Interaction studies of small molecules with BC2L-C by Saturation Transfer Difference (STD) NMR

Structural information pertaining to the interactions between biological macromolecules and ligands is of potential significance for the understanding of molecular mechanisms in biological processes. Recently, nuclear magnetic resonance (NMR) spectroscopic techniques have come of age and have widened their scope to characterize binding interactions of small molecules with biological macromolecules especially, proteins. NMR spectroscopy-based methods are versatile due to their ability to examine weak binding interactions and for rapid screening of the binding affinities of ligands with proteins at atomic resolution.

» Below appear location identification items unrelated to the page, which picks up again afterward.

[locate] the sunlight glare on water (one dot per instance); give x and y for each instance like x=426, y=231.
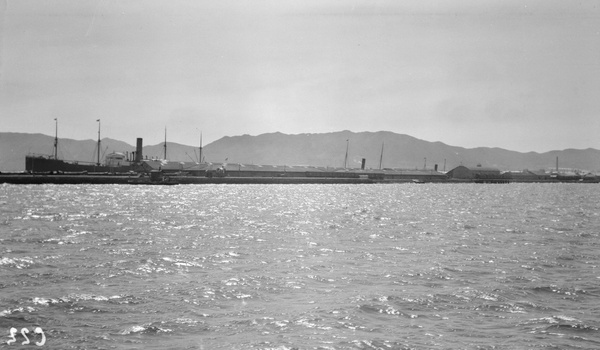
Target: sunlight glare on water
x=404, y=266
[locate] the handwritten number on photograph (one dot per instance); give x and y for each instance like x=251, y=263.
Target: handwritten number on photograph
x=13, y=332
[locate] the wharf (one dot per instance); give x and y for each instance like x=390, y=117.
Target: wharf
x=99, y=179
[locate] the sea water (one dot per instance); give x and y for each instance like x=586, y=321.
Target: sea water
x=391, y=266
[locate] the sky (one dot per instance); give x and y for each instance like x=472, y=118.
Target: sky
x=522, y=75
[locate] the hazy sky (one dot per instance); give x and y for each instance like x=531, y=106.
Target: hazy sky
x=520, y=75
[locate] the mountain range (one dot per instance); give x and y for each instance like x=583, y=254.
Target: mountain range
x=338, y=149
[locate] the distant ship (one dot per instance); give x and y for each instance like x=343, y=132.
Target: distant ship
x=115, y=162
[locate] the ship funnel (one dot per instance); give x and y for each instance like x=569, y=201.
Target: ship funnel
x=138, y=150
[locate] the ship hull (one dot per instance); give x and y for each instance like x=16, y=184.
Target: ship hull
x=40, y=164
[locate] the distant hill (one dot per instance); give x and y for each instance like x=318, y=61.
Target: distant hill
x=327, y=149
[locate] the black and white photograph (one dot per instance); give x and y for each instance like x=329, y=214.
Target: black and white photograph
x=300, y=175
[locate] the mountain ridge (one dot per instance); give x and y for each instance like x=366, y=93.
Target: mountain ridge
x=317, y=149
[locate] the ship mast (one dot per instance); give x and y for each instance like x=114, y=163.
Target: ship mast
x=165, y=143
x=200, y=156
x=381, y=157
x=346, y=157
x=98, y=120
x=56, y=138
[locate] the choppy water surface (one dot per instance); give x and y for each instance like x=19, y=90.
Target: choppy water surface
x=434, y=266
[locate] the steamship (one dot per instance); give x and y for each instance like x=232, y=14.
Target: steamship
x=115, y=162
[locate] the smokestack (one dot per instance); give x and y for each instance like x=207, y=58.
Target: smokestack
x=138, y=150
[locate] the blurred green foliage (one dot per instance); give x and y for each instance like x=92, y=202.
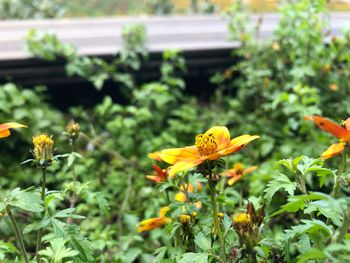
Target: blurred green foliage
x=268, y=92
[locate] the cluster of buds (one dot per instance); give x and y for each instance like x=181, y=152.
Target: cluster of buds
x=43, y=150
x=73, y=129
x=247, y=226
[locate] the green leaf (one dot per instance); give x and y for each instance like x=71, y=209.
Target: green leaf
x=27, y=201
x=298, y=202
x=58, y=228
x=194, y=257
x=311, y=254
x=58, y=252
x=280, y=182
x=202, y=242
x=67, y=213
x=36, y=225
x=314, y=226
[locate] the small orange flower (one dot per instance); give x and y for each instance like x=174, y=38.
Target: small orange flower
x=5, y=128
x=236, y=172
x=213, y=144
x=276, y=46
x=181, y=196
x=154, y=156
x=342, y=132
x=160, y=176
x=333, y=87
x=156, y=222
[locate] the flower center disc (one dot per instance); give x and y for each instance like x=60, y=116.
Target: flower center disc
x=206, y=143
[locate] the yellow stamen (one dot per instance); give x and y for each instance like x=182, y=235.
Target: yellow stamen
x=206, y=143
x=43, y=148
x=238, y=167
x=242, y=218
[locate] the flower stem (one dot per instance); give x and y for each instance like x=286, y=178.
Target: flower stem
x=18, y=234
x=340, y=173
x=73, y=197
x=217, y=228
x=43, y=189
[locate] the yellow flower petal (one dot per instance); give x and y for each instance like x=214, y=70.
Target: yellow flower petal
x=174, y=155
x=250, y=169
x=222, y=135
x=238, y=143
x=333, y=150
x=180, y=197
x=5, y=133
x=4, y=128
x=150, y=224
x=154, y=156
x=163, y=211
x=184, y=165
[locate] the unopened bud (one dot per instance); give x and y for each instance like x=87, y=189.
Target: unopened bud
x=73, y=129
x=43, y=147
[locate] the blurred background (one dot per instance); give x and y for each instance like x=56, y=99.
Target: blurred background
x=26, y=9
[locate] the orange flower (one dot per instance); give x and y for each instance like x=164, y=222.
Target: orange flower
x=237, y=171
x=213, y=144
x=160, y=176
x=181, y=196
x=4, y=128
x=154, y=156
x=342, y=132
x=156, y=222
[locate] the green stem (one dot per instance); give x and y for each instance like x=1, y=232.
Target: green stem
x=18, y=234
x=43, y=189
x=340, y=173
x=216, y=222
x=73, y=197
x=337, y=177
x=344, y=227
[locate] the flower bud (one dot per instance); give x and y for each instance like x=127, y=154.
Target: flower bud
x=43, y=147
x=73, y=129
x=184, y=219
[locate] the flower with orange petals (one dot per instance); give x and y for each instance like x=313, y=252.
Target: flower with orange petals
x=237, y=171
x=161, y=175
x=342, y=132
x=154, y=156
x=212, y=145
x=156, y=222
x=181, y=195
x=5, y=128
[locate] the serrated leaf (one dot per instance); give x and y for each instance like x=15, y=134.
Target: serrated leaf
x=28, y=201
x=194, y=257
x=37, y=225
x=311, y=227
x=280, y=182
x=67, y=213
x=311, y=254
x=299, y=202
x=202, y=242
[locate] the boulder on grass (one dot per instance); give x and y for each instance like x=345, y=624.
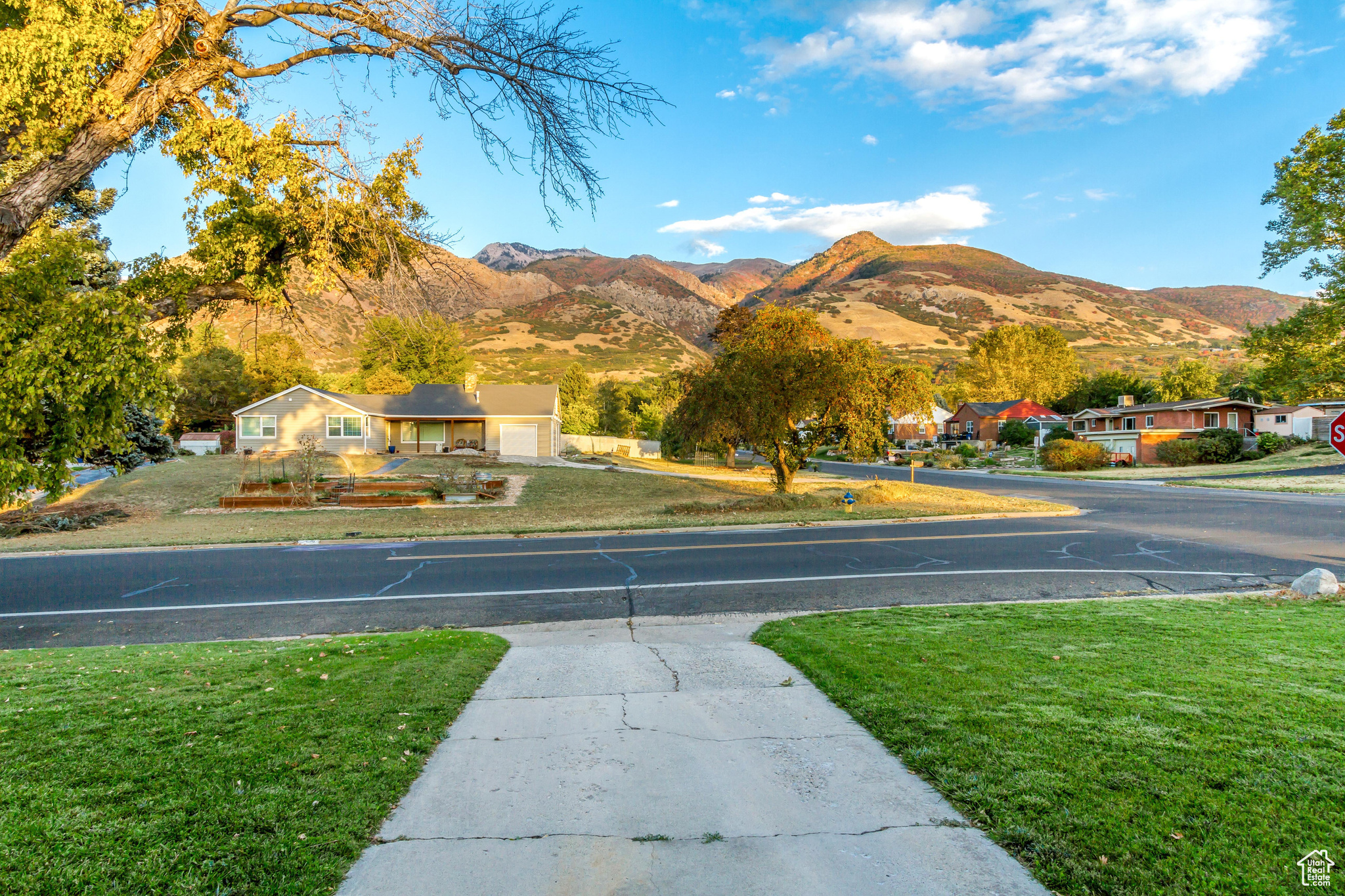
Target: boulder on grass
x=1315, y=582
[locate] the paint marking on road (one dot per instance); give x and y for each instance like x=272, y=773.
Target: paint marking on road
x=366, y=598
x=724, y=547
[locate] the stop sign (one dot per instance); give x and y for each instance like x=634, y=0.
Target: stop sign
x=1337, y=435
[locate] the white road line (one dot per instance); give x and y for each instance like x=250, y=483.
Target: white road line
x=590, y=590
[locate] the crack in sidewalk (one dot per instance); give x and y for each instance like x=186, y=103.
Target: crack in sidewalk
x=677, y=683
x=933, y=822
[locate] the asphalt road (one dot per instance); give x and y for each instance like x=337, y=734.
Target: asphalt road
x=1132, y=539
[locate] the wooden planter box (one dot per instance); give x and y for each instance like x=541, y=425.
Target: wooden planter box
x=260, y=500
x=384, y=500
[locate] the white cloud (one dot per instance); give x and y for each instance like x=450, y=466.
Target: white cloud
x=1029, y=55
x=705, y=247
x=933, y=218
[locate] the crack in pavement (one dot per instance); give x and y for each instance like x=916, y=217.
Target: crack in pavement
x=697, y=839
x=677, y=683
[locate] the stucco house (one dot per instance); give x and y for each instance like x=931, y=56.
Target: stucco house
x=1287, y=419
x=433, y=417
x=912, y=426
x=1139, y=429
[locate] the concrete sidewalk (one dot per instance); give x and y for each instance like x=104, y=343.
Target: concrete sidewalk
x=591, y=736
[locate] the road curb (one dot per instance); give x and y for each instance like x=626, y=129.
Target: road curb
x=586, y=534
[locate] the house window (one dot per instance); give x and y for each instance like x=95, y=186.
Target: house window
x=343, y=426
x=257, y=427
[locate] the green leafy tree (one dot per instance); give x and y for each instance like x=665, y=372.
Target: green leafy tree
x=385, y=381
x=1017, y=362
x=1017, y=435
x=615, y=403
x=1302, y=356
x=786, y=386
x=579, y=417
x=1187, y=378
x=74, y=352
x=213, y=382
x=280, y=363
x=1103, y=390
x=424, y=349
x=142, y=440
x=84, y=81
x=649, y=421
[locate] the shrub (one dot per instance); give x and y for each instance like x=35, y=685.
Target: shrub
x=1271, y=442
x=1069, y=454
x=1220, y=446
x=1179, y=452
x=1017, y=435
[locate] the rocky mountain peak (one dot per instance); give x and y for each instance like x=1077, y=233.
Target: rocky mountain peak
x=519, y=255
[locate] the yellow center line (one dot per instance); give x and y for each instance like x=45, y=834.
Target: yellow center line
x=721, y=547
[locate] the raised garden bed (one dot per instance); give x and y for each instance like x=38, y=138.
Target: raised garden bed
x=260, y=500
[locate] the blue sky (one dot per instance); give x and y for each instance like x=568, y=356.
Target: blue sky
x=1126, y=140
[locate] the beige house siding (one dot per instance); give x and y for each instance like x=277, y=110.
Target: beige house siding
x=301, y=413
x=390, y=433
x=548, y=433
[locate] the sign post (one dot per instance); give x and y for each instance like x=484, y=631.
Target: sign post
x=1337, y=433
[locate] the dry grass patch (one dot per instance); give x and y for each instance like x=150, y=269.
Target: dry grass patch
x=554, y=500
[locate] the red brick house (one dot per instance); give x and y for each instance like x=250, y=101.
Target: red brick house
x=1139, y=429
x=982, y=421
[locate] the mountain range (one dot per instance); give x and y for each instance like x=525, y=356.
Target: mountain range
x=527, y=313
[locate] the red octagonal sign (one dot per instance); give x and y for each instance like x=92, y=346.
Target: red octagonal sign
x=1338, y=433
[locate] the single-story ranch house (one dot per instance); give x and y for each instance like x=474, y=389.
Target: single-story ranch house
x=433, y=417
x=1138, y=429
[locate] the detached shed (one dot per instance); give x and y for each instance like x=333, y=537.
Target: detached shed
x=200, y=442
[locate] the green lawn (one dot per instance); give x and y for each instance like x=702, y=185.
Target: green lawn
x=1304, y=456
x=1196, y=744
x=227, y=767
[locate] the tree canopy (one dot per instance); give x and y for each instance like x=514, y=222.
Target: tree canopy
x=424, y=349
x=785, y=385
x=1017, y=362
x=1184, y=379
x=87, y=79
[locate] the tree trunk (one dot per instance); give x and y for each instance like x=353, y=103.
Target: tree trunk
x=783, y=472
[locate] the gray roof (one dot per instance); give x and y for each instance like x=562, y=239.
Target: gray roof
x=1188, y=405
x=440, y=399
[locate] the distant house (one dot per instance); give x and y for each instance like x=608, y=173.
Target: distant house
x=1287, y=419
x=200, y=442
x=912, y=427
x=982, y=421
x=433, y=417
x=1139, y=429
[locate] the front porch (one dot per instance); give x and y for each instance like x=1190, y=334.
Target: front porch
x=435, y=436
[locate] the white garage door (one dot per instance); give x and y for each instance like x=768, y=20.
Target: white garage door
x=518, y=438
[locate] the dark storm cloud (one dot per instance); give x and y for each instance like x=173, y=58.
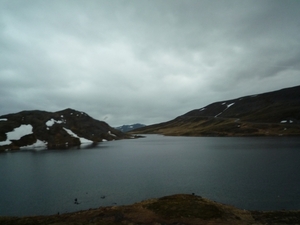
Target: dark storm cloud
x=144, y=61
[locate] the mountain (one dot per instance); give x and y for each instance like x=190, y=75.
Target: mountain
x=126, y=128
x=274, y=113
x=62, y=129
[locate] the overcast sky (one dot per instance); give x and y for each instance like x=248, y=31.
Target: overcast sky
x=145, y=61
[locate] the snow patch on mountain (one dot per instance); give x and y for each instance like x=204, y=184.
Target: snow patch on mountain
x=17, y=134
x=37, y=145
x=82, y=140
x=51, y=122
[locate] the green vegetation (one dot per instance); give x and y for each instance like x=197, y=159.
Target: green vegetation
x=185, y=206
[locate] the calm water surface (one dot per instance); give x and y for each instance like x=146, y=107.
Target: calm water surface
x=250, y=173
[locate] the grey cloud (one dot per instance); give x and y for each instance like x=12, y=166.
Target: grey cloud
x=143, y=61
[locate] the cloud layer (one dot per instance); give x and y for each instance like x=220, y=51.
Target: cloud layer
x=143, y=61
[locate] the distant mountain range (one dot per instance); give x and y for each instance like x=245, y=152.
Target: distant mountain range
x=62, y=129
x=126, y=128
x=274, y=113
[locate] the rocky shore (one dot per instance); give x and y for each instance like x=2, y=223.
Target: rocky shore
x=178, y=209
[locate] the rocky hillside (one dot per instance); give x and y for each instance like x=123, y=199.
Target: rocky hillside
x=126, y=128
x=62, y=129
x=268, y=114
x=169, y=210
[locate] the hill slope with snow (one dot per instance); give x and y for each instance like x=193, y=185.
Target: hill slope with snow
x=274, y=113
x=62, y=129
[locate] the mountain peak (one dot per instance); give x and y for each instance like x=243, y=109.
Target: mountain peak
x=61, y=129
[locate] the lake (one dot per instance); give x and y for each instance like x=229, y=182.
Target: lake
x=255, y=173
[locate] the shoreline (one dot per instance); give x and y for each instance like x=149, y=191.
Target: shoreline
x=173, y=209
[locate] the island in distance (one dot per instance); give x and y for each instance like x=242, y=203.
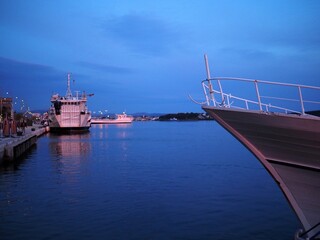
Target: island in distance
x=174, y=117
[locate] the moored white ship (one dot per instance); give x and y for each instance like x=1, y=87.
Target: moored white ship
x=285, y=140
x=69, y=113
x=120, y=119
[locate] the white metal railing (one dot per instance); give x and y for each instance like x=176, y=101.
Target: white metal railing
x=214, y=95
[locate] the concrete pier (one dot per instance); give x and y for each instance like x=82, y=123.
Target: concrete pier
x=14, y=146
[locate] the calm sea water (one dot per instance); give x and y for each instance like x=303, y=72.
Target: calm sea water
x=148, y=180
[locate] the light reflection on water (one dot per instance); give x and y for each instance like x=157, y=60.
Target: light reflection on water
x=148, y=180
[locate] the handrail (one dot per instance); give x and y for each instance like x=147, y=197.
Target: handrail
x=209, y=90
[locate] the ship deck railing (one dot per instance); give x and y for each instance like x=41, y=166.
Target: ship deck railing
x=264, y=95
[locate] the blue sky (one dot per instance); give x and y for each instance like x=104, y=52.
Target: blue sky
x=147, y=56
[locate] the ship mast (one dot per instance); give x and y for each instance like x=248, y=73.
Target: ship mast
x=68, y=94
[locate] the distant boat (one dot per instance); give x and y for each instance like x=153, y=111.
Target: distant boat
x=69, y=113
x=285, y=140
x=120, y=119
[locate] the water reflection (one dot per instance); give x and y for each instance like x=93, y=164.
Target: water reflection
x=70, y=152
x=70, y=145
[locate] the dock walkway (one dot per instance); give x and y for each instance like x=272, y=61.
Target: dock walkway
x=14, y=146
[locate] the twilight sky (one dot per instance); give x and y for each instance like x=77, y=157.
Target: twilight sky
x=147, y=56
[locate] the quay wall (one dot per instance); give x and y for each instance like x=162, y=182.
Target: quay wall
x=13, y=147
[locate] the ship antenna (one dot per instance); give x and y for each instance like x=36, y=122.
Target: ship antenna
x=68, y=94
x=209, y=80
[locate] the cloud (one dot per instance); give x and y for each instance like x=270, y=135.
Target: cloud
x=142, y=34
x=105, y=68
x=32, y=82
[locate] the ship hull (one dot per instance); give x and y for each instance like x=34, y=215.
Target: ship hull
x=110, y=121
x=69, y=130
x=288, y=146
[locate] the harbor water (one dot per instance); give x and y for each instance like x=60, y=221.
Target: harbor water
x=146, y=180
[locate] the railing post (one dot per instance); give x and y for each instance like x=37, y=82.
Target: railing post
x=258, y=94
x=301, y=100
x=205, y=93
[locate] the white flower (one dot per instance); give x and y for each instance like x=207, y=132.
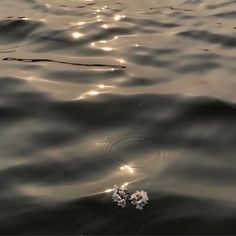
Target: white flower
x=116, y=197
x=122, y=203
x=140, y=199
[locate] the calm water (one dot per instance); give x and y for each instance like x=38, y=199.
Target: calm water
x=88, y=86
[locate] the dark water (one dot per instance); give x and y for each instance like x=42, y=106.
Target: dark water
x=88, y=86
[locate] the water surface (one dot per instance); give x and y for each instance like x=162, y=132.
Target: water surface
x=89, y=86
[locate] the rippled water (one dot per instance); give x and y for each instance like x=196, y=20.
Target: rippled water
x=89, y=86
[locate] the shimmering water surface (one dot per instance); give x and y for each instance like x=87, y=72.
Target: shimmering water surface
x=95, y=93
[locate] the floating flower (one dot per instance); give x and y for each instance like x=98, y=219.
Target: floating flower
x=140, y=199
x=122, y=203
x=121, y=196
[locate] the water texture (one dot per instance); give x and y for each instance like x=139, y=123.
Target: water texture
x=90, y=86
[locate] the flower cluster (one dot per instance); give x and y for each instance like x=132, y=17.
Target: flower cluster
x=121, y=195
x=140, y=199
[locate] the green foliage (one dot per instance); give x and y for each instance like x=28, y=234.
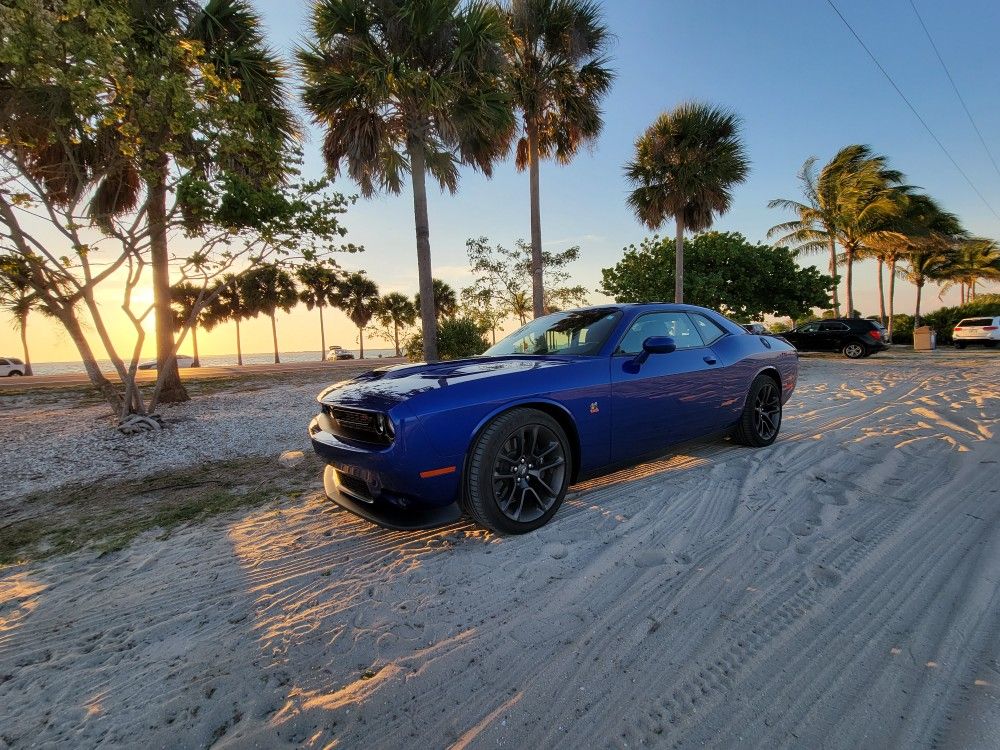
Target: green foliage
x=685, y=166
x=503, y=276
x=944, y=320
x=728, y=273
x=458, y=338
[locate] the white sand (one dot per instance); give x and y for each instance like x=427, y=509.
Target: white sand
x=839, y=589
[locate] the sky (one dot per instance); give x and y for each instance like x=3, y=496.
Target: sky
x=790, y=68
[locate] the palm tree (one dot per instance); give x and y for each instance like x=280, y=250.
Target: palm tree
x=919, y=222
x=228, y=305
x=357, y=295
x=685, y=166
x=18, y=297
x=267, y=289
x=409, y=86
x=319, y=282
x=558, y=75
x=398, y=311
x=521, y=306
x=445, y=303
x=848, y=201
x=185, y=297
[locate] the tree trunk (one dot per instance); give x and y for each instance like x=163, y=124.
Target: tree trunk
x=24, y=345
x=104, y=386
x=166, y=362
x=239, y=347
x=428, y=320
x=322, y=334
x=274, y=335
x=833, y=273
x=881, y=295
x=679, y=261
x=537, y=272
x=849, y=280
x=892, y=292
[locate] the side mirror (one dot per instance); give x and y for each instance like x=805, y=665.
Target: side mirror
x=654, y=345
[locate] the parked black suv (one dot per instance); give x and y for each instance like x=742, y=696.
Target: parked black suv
x=855, y=337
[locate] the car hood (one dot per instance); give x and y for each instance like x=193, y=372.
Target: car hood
x=387, y=386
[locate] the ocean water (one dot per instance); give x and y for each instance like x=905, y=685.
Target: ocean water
x=211, y=360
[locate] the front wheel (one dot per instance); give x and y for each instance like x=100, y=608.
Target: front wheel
x=518, y=472
x=855, y=350
x=761, y=418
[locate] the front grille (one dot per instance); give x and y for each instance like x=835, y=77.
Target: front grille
x=355, y=487
x=358, y=424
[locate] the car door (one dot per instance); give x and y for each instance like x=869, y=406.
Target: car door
x=664, y=399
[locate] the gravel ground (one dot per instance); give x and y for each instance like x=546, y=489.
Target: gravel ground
x=49, y=441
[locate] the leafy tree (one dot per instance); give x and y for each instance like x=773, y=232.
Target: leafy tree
x=445, y=303
x=357, y=295
x=558, y=75
x=746, y=281
x=396, y=311
x=18, y=298
x=502, y=275
x=458, y=338
x=266, y=289
x=319, y=284
x=409, y=87
x=685, y=166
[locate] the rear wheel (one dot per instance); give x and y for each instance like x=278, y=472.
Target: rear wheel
x=519, y=471
x=761, y=418
x=854, y=350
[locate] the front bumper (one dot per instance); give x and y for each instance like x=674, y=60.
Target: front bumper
x=383, y=484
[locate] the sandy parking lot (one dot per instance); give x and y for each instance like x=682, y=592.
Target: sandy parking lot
x=839, y=589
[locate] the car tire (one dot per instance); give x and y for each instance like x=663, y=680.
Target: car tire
x=760, y=421
x=513, y=484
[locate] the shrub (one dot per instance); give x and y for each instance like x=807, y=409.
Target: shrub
x=457, y=338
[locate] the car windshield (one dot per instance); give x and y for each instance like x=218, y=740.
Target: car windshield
x=574, y=332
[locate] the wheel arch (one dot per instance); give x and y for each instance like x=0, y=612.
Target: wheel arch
x=554, y=409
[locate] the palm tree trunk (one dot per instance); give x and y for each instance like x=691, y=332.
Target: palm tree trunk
x=322, y=334
x=849, y=280
x=881, y=295
x=537, y=278
x=892, y=292
x=239, y=347
x=428, y=320
x=172, y=390
x=274, y=335
x=679, y=261
x=833, y=273
x=24, y=344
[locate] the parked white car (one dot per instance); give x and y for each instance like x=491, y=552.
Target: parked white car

STD-NMR is a simple and fast method for Ligand Screening and characterization of protein-ligand binding near-physiological conditions. It is now frequently used to assess the affinity and specificity of interactions, to identify binding epitopes on proteins and ligands, and to characterize the structural rearrangements induced by binding.
Saturation transfer difference (STD) NMR has developed as one of the foremost prevalent ligand- based NMR methods for the consideration of protein−ligand interactions. The success of this procedure may be a result of its strength and the reality that it is centered on the signals of the ligand, without any requirement of handling NMR data around the receptor and as it was utilizing small quantities of the non-labeled macromolecule.
If a specific proton resonance belonging to a molecule is selectively saturated, this saturation can be transferred to other sites close in space (within ca. 5 Å) to the original proton resonance being saturated. This phenomenon is called "saturation transfer" and is related to the Nuclear Overhauser Effect (NOE).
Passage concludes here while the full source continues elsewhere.